Am I expecting everyone to see that the pace of Pure Sunshine mirrors the peaks the valleys of an acid trip? Not really. Do I think readers will pick up on the fact that the ever diverging interpretations of the same moments by Henry and Catherine in The Heights are symbolic of how fate is pulling them apart? I hope so. Did I expect people to pick up on the metaphor of the appeal of fascism in Zombie Blondes? I did and I expected too much of too many people apparently.

So while I hope that Inception's success will spawn more complex movies with the budget for visuals currently reserved mostly for garbage, I won't hold my breath. Because let's be honest, most people just wanted to see cities fold in half and people walk on walls. I will just have to take comfort in knowing that those people probably suck at checkers.


  1. "No one ever went broke underestimating the taste of the (American) public."
    H.L. Mencken

    He coined a quasi-scientific term for the ignorant American Joe -- "Boobus Americanus." His account of the Scopes "Monkey Trial" so enraged locals that police had to rescue him from an angry mob.

    Not just Americans of course, though I dd get in terrible trouble with an American blogger joking about religion - something very common in Europe.

    I blogged about this brilliant article (on a local forum) yesterday:

    and no one got it.

  2. Paying attention is a past time only a few individuals and the older generations understand.

    I blame it on the internet age and the quickness of trivial bits of partial information delivered to the individual by the invisible airways. Ie: twitter tweets and status updates of 1 to 2 lines of mostly unuseful information - otherwise the viewer would have to "pay attention" longer than 30 seconds.

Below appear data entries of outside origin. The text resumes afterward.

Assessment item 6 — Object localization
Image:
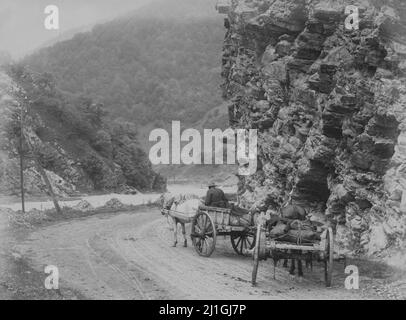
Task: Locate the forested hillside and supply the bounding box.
[24,0,224,126]
[0,66,165,196]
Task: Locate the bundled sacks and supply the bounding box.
[268,205,321,244]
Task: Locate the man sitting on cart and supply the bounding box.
[204,181,229,208]
[204,182,252,223]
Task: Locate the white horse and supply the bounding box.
[160,192,202,247]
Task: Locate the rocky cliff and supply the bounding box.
[220,0,406,264]
[0,66,166,196]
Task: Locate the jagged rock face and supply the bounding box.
[222,0,406,262]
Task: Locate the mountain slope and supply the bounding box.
[24,0,224,126]
[0,66,165,196]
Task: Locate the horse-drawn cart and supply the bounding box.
[252,222,334,287]
[162,206,255,257]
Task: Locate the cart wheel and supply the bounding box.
[230,231,255,255]
[324,228,334,287]
[191,211,216,257]
[251,225,266,286]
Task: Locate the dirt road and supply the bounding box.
[6,208,402,299]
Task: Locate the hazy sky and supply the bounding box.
[0,0,154,58]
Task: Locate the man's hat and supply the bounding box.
[208,181,217,188]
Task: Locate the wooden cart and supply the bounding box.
[191,206,256,257]
[252,226,334,287]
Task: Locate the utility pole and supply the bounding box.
[20,103,25,213]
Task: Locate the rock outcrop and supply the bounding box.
[222,0,406,261]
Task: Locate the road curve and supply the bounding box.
[14,209,382,299]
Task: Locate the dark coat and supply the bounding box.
[204,188,228,208]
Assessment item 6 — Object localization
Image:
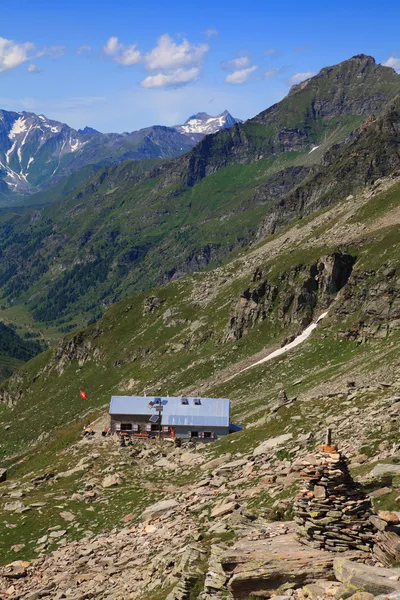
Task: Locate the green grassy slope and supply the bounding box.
[0,322,43,380]
[0,56,400,331]
[0,180,400,563]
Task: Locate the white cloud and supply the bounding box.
[0,37,35,73]
[264,68,281,79]
[382,56,400,73]
[225,65,258,85]
[114,44,142,66]
[103,33,209,88]
[204,27,218,38]
[75,44,92,56]
[221,54,251,71]
[28,64,42,73]
[289,72,315,84]
[141,67,200,88]
[40,46,67,58]
[144,33,209,71]
[103,35,123,56]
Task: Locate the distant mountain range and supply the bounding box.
[0,110,236,198]
[174,110,243,141]
[0,55,400,328]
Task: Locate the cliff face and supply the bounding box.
[225,253,355,340]
[258,95,400,238]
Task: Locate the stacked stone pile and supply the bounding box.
[370,510,400,567]
[293,445,374,552]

    And "those people" probably don't know checkers is really a board game not a computer game.


  3. Hermes- great quote and great article. I heard about the multiverse theory and the creating universes theories from a program last summer and it has fascinated me since. I'm big astronomy buff. But in all fairness to those who don't get, it's a slightly more complex idea than Inception.

    I disagree with the article's conclusion though about us being created in the designer's image because we are able to know. I actually question what we really do know. We only know what our limited primate brains are able to perceive. And the way our brains work, forces us into making conclusions and coming to understandings no matter how faulty they may be.

    Connie- You're absolutely right.

    But what is really worrisome is that there are vivacious readers out there, who don't know how really read.

  4. By a strange coincidence Brian- very big in our papers over here today:

    Personally I completely agree with your point. Been reading up on the Elizabethan John Dee today and there was a mind unlimited.